Angiographic and procedural data
Angiographic and procedural variables stratified by baseline WBCc are shown in Table 2. There were no statistically significant differences between the two groups except for stent length. The most frequent culprit vessel was the left anterior descending artery in both groups. The baseline TIMI flow grade was 0 or 1 in most patients.
CMR analysis
The results of CMR are presented in Table 3. Figure 2 shows a representative CMR of a reperfused anterior STEMI with high WBCc versus low WBCc. CMR was performed at a median of 7 days after the index event [interquartile range (IQR), 4–15 days]. There was no difference in the interval from procedure to CMR between the groups [7 days (IQR, 4–15) in the high WBCc group versus 7 days (IQR, 3–16) in the low WBCc group, p = 0.98]. LV ejection fraction was significantly lower in the high WBCc group than in the low WBCc group. Patients with high WBCc had a significantly larger AAR than those with low WBCc. The median infarct size was significantly larger in the high WBCc group compared with the low WBCc group. Moreover, MSI was significantly lower in the high WBCc group than the low WBCc group. The extent of MVO and the number of segments with a >75 % infarct transmurality were significantly greater in the high WBCc group compared with the low WBCc group. Myocardial hemorrhage was detected more frequently in the high WBCc group than in the low WBCc group. In addition, WBCc was related to infarct size by univariate linear regression analysis. (β ± SE 0.841 ± 0.269, p ≤ 0.01).
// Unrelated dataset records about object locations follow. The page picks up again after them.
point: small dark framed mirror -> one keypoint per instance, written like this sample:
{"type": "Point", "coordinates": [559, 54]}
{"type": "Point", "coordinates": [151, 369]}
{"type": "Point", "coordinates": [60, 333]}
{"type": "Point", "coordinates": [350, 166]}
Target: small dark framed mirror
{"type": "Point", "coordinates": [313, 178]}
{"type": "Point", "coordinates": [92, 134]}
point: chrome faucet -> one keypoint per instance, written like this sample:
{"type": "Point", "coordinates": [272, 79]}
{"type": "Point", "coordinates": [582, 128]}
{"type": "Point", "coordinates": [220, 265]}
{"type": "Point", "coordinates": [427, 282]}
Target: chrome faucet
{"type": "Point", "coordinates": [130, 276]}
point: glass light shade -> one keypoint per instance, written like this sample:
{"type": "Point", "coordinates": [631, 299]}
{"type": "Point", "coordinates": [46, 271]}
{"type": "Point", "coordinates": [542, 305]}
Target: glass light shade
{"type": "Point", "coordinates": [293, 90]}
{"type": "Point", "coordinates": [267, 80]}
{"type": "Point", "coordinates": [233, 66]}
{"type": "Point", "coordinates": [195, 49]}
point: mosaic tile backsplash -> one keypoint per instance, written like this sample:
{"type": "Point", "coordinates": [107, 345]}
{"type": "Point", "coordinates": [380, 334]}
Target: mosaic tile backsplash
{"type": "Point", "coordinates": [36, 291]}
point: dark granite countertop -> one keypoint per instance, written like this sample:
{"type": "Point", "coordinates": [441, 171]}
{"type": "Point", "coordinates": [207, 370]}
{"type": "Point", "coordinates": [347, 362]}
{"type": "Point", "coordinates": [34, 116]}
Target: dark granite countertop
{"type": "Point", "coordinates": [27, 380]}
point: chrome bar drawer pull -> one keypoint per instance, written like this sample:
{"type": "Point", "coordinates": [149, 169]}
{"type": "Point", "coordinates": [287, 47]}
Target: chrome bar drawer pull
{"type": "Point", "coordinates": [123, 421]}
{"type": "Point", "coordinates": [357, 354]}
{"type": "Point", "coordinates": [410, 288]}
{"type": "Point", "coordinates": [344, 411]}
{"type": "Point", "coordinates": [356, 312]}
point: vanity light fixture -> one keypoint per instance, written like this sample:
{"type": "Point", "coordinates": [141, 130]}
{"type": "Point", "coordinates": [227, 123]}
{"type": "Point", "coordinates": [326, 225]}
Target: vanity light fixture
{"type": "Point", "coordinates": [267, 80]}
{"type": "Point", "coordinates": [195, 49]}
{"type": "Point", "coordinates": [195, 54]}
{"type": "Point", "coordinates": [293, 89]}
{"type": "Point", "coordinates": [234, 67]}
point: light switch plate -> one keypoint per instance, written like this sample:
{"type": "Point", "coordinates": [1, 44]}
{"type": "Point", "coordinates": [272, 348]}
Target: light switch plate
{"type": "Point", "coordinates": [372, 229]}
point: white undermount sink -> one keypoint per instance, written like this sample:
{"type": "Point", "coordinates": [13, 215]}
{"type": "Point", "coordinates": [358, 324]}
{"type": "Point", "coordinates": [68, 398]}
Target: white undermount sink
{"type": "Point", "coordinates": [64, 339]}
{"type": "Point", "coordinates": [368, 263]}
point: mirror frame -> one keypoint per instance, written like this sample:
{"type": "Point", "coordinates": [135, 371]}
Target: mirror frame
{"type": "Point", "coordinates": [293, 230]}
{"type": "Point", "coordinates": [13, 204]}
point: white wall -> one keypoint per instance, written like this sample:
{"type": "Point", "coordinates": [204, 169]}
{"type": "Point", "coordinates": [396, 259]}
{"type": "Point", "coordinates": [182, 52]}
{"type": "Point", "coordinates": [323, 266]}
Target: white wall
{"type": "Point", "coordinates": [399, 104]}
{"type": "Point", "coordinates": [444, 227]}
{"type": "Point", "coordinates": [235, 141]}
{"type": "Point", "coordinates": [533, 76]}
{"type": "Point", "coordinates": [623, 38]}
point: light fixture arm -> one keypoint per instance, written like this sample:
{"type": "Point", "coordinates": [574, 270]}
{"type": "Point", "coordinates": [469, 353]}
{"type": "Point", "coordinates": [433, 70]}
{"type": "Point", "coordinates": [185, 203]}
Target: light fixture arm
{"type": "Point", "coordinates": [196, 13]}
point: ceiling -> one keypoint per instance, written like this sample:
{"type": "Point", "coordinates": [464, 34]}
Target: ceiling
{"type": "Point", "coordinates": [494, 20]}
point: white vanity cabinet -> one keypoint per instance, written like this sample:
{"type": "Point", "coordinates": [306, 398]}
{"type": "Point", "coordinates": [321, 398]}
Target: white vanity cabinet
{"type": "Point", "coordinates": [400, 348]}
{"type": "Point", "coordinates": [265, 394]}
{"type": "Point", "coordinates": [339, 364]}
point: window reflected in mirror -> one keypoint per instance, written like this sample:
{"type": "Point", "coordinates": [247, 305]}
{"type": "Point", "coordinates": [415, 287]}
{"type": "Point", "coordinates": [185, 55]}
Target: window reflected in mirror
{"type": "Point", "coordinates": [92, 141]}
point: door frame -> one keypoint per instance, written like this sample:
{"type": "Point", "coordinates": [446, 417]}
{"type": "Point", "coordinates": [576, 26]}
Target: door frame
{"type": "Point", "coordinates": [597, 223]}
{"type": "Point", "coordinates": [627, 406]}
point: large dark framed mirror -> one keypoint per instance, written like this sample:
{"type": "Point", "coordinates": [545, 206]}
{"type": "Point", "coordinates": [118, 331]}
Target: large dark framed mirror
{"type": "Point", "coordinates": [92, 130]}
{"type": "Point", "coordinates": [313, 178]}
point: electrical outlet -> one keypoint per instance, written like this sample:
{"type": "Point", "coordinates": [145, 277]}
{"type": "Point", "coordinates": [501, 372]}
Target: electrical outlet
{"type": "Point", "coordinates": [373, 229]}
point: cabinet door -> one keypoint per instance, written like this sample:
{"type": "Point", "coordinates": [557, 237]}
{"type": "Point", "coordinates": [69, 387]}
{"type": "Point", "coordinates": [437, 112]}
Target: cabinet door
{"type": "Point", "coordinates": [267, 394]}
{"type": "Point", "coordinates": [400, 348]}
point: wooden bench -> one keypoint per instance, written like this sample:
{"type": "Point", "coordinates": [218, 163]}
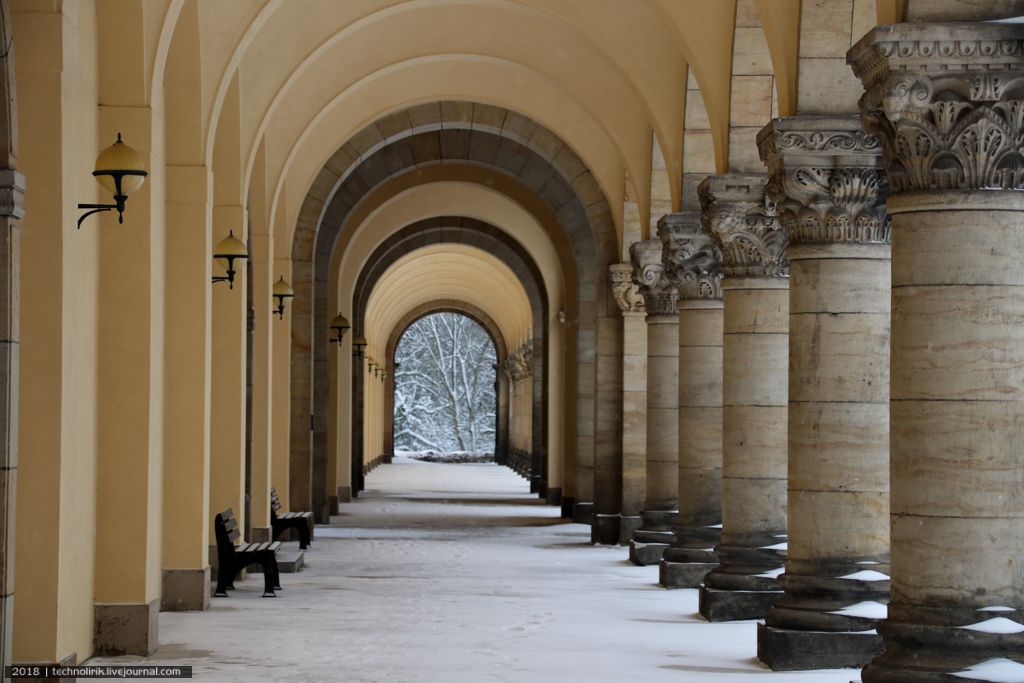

A representative CMR of a reperfused anterior ST-elevation myocardial infarction with high WBCc (a, b) versus low WBCc (c, d); short-axis slices of a T2-weighted image (a, c) and the corresponding late-gadolinium enhancement image (b, d). In these cases, the extent of area at risk and of infarct size were 46.5 versus 28.2 % and 34.1 versus 15.0 %, respectively, yielding myocardial salvage index of 26.7 versus 46.8
Multivariate analysis showed that the independent predictors of a large infarct (>18.6 % of median infarct size) were an elevated baseline WBCc, aspiration thrombectomy during PCI, and angiographic no-reflow [odds ratio (OR) 3.04, 95 % confidence interval (CI) 1.65–5.61, p < 0.01; OR 0.20, 95 % CI 0.23–0.89, p = 0.02; OR 3.54, 95 % CI 1.17–10.7, p = 0.03, respectively]. Moreover, high baseline WBCc, anterior myocardial infarction, angiographic no-reflow, and a loading dose of 600 mg of clopidogrel were the independent predictors of a low MSI (<42.2 of median MSI) in multivariate analysis (OR 2.08, 95 % CI 1.13–3.86, p = 0.02; OR 2.54, 95 % CI 1.32–4.89, p < 0.01; OR 3.03, 95 % CI 1.04–8.83, p = 0.04; OR 0.40, 95 % CI 0.21–0.75, p = 0.04, respectively).
Clinical outcomes
At the 12-month follow-up, there had been four cardiac deaths (4.4 %) in the high WBCc group and none in the low WBCc group (p = 0.08). Nonfatal reinfarction and rehospitalization for congestive heart failure occurred in a similar pattern between the 2 groups (5.5 vs. 0.9 %, p = 0.16, and 3.3 vs. 0 %, p = 0.15, respectively). The composite MACE rates at the 12-month follow-up were higher in the high WBCc group than in the low WBCc group (12.1 vs. 0.9 %, p < 0.01). Multivariate analysis showed that high WBCc was an independent predictor of a 1-year MACE (OR 16.0, 95 % CI 1.89–134.5, p = 0.01).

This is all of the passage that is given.